CITI is re-engineering a major regulatory software application for a highly visible national program at HUD, rendering it more resilient both to continual changes that regularly occur in complementary systems and to new federal regulations. Now, by using a more efficiently designed real estate assessment system, it is estimated that HUD, over time, will be able to significantly reduce its maintenance budget for this application.

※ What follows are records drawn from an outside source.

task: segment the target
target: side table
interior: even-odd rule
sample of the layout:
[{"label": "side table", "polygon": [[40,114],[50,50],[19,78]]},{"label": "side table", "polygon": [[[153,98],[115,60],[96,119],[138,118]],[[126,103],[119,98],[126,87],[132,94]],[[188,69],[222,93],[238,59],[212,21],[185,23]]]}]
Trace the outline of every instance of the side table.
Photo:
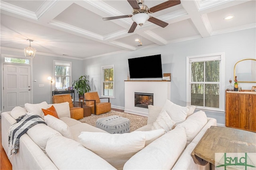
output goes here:
[{"label": "side table", "polygon": [[83,108],[84,108],[84,117],[90,116],[92,115],[91,107],[83,105]]}]

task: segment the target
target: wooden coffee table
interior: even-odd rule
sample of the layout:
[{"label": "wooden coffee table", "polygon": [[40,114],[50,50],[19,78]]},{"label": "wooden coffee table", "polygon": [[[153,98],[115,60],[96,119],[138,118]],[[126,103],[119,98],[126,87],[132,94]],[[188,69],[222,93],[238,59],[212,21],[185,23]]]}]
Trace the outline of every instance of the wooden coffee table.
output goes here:
[{"label": "wooden coffee table", "polygon": [[194,161],[215,164],[215,153],[255,153],[256,133],[227,127],[211,126],[191,153]]}]

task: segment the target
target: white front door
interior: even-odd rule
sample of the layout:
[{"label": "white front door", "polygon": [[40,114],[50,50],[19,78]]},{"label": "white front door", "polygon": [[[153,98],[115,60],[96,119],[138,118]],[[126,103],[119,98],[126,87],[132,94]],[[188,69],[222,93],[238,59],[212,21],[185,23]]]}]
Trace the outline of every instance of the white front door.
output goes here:
[{"label": "white front door", "polygon": [[4,64],[4,111],[31,103],[30,66]]}]

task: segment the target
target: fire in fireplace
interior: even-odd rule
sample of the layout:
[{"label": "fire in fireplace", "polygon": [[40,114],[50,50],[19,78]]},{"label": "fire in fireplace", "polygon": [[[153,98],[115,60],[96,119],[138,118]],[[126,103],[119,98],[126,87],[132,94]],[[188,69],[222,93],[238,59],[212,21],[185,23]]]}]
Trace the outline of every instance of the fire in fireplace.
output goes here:
[{"label": "fire in fireplace", "polygon": [[149,105],[153,104],[153,93],[134,93],[135,107],[148,108]]}]

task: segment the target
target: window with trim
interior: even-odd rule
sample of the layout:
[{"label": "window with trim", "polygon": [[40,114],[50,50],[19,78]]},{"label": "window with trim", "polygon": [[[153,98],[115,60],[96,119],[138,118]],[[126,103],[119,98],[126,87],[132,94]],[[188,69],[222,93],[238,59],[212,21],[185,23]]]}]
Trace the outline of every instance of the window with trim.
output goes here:
[{"label": "window with trim", "polygon": [[114,65],[102,67],[102,93],[103,96],[114,97]]},{"label": "window with trim", "polygon": [[55,88],[65,89],[71,87],[71,62],[54,61]]},{"label": "window with trim", "polygon": [[187,57],[187,102],[197,108],[224,110],[223,53]]}]

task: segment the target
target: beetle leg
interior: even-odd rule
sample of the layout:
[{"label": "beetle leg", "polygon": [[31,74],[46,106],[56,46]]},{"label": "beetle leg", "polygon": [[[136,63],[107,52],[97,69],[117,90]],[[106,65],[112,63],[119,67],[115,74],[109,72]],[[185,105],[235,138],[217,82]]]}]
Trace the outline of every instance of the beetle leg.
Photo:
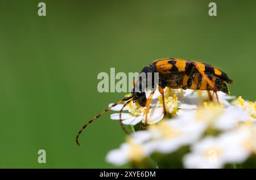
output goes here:
[{"label": "beetle leg", "polygon": [[146,129],[146,127],[147,126],[147,114],[148,114],[149,106],[150,105],[150,104],[151,103],[152,98],[153,97],[153,95],[154,92],[155,92],[154,91],[152,91],[150,93],[150,96],[148,96],[148,97],[147,99],[147,101],[146,101],[145,123],[144,124],[143,130]]},{"label": "beetle leg", "polygon": [[208,93],[209,100],[212,101],[213,100],[213,96],[212,96],[209,91],[207,91],[207,93]]},{"label": "beetle leg", "polygon": [[220,100],[218,100],[218,94],[217,93],[217,91],[214,91],[214,93],[215,93],[215,96],[216,96],[216,100],[217,100],[217,102],[218,102],[218,104],[220,105]]},{"label": "beetle leg", "polygon": [[182,87],[183,89],[187,89],[188,88],[188,80],[189,78],[192,76],[192,75],[195,73],[196,68],[195,67],[194,64],[191,62],[188,65],[187,70],[185,72],[185,75],[183,77],[183,80],[182,82]]},{"label": "beetle leg", "polygon": [[162,95],[162,98],[163,100],[163,110],[164,114],[166,115],[167,112],[166,112],[166,103],[164,102],[164,91],[162,87],[160,85],[158,86],[158,91],[161,93]]}]

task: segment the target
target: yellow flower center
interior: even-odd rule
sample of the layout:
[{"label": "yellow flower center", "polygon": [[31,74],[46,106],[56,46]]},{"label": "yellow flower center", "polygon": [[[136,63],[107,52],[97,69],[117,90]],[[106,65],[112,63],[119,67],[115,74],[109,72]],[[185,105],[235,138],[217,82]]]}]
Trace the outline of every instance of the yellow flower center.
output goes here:
[{"label": "yellow flower center", "polygon": [[221,154],[221,149],[217,147],[208,148],[204,153],[205,156],[210,163],[216,162]]},{"label": "yellow flower center", "polygon": [[210,103],[204,102],[204,108],[199,108],[196,113],[196,119],[199,122],[210,123],[213,122],[223,113],[224,109]]}]

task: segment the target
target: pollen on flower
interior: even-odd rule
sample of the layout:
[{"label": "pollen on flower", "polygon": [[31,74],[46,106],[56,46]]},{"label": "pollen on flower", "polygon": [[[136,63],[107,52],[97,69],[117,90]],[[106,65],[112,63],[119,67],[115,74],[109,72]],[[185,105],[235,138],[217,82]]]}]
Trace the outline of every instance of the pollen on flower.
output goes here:
[{"label": "pollen on flower", "polygon": [[[164,103],[167,112],[174,116],[177,112],[179,101],[177,100],[177,95],[174,95],[173,97],[167,96],[167,93],[164,96]],[[156,104],[156,107],[163,107],[163,100],[162,97],[158,97],[158,102]]]},{"label": "pollen on flower", "polygon": [[241,107],[247,111],[254,118],[256,118],[256,102],[245,101],[241,96],[239,96],[237,100],[233,101],[232,104]]},{"label": "pollen on flower", "polygon": [[208,149],[204,153],[209,163],[216,163],[217,158],[221,155],[221,151],[217,147]]},{"label": "pollen on flower", "polygon": [[136,102],[130,102],[128,104],[127,108],[130,113],[135,117],[143,115],[146,110],[145,108],[141,106]]},{"label": "pollen on flower", "polygon": [[212,122],[217,119],[224,112],[224,109],[210,103],[204,102],[204,108],[200,108],[196,113],[196,119],[198,121]]},{"label": "pollen on flower", "polygon": [[180,130],[170,125],[167,125],[164,121],[159,122],[158,125],[150,127],[150,130],[160,132],[160,136],[163,138],[172,138],[181,133]]},{"label": "pollen on flower", "polygon": [[130,150],[128,151],[127,157],[130,161],[139,162],[143,157],[143,149],[141,145],[137,144],[131,138],[127,138]]},{"label": "pollen on flower", "polygon": [[245,104],[245,100],[242,98],[242,96],[239,96],[237,99],[237,102],[240,103],[240,106],[243,106]]}]

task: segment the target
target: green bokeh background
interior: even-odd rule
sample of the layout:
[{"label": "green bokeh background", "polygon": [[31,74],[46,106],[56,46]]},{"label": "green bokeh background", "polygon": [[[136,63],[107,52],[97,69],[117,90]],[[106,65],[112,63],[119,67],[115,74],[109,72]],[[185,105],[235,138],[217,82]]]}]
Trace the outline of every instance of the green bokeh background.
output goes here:
[{"label": "green bokeh background", "polygon": [[[138,72],[179,57],[214,65],[233,95],[255,100],[256,2],[0,1],[0,168],[113,168],[107,152],[123,141],[119,122],[82,124],[125,93],[100,93],[100,72]],[[38,162],[38,151],[47,163]],[[129,167],[125,166],[123,167]]]}]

The Complete Success Story...
U.S. Department of Housing and Urban Development (HUD) struggled for several years with doing three important things simultaneously with its complex web-based real estate assessment and government compliance tracking system: migrating it to a new platform; developing new, automation features for the business processes it runs; and operating and maintaining it on a day to day basis. HUD uses the system to manage its huge portfolio of affordable rental housing for eligible low-income families, the elderly, and persons with disabilities; it needed to migrate the system from its original ColdFusion/SQL database platform to a new one based on Java and Oracle. This was a tall order; the software upgrade needed to be seamless in order to serve 3,000 housing authorities managing 30,000 federally-assisted properties for 1.2 million households across the country.
There were a host of risks to this project. One major risk was known to lie in the many touch points the system has with other HUD subsystems and another was the continually changing set of business rules and algorithms used to score housing agencies across the nation (mostly driven by congressional legislation and regulations). Upgrading the system in its previous state was highly problematic, requiring time-consuming and costly recoding of software on a regular basis. The agency was in danger of facing more and more troublesome software releases and embarrassing delays in issuing scores to HUD field offices and thousands of housing agencies. Enter CITI.

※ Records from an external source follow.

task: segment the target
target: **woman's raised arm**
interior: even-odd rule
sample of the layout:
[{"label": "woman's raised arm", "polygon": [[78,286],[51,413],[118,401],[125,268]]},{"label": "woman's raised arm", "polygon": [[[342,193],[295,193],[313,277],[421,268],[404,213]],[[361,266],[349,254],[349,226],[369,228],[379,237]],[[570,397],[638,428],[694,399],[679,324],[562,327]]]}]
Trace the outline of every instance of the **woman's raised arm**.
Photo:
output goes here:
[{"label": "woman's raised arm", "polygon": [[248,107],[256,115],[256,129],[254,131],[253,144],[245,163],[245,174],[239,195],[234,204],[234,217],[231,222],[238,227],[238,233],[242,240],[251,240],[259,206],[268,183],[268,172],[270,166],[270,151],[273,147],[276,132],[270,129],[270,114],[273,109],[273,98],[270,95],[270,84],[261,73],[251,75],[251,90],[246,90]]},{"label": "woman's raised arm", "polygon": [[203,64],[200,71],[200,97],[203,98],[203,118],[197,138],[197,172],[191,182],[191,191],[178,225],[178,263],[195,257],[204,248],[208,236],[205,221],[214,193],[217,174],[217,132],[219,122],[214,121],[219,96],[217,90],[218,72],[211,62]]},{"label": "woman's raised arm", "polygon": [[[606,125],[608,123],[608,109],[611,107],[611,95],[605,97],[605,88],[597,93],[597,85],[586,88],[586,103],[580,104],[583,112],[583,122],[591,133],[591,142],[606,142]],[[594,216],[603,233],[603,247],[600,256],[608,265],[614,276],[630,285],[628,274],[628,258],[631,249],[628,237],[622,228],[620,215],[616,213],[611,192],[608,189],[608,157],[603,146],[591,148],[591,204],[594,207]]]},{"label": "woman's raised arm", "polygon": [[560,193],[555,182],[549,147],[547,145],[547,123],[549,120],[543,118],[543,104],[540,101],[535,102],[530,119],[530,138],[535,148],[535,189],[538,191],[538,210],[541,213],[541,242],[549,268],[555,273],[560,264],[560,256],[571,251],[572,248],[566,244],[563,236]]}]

Due to our great track record with seamless software migrations and our ability to transform development environments and streamline processes at other federal agencies (principally at the State Department), CITI was brought on board to help HUD eradicate the recurring and frustrating cycles of bug-laden releases of this system caused by excessive recoding of software. In less than two years on the contract, by pioneering the use of Agile-inspired practices, the CITI team built a service-oriented architecture (SOA)-based framework for the system, which reduced its external dependencies, improved its interoperability with other systems, and eliminated the need for constant upgrades in response to any and every change in the tightly coupled subsystems.
Other valuable innovations CITI has introduced into this used-daily system include its re-engineered scoring module, making it more flexible and adaptable to changing regulations; its redesigned correspondence engine, which now uses a robust XML-based architecture to send and receive communications between the subsystems; and its new, table-driven software foundation that makes the system more user-configurable.